In the aftermath of the 27th Constitutional Amendment, there has been much conjecture about the increasingly dystopian direction of Pakistan’s militarised polity. But to date there is no street mobilisation to reflect this ostensibly popular sentiment. At the risk of oversimplification, I submit that there are two related explanations for what is happening — or not — in Pakistani society and politics today: coercion and consent.

The coercion part of the story is well-known, but articulated in fragmentary ways. The party which clearly won the popular mandate in the February 2024 general election with its leader in jail was forcibly prevented from forming the government. It has continued to face waves of repression ever since.

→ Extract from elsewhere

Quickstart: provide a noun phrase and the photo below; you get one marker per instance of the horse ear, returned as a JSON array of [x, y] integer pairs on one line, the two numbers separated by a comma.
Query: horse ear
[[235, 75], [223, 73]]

But there are also other political and social forces contending with the coercive apparatus of the state. Take Ali Wazir, farcically jailed for more than two years, represents many residents of the Pakhtun tribal districts who have been resisting militarisation of their homelands for decades. The current hybrid regime has recently started naming and treating the Afghan Taliban as an adversary, but Ali Wazir and others who have warned of the blowback of the state’s Afghan policy for decades remain in jail.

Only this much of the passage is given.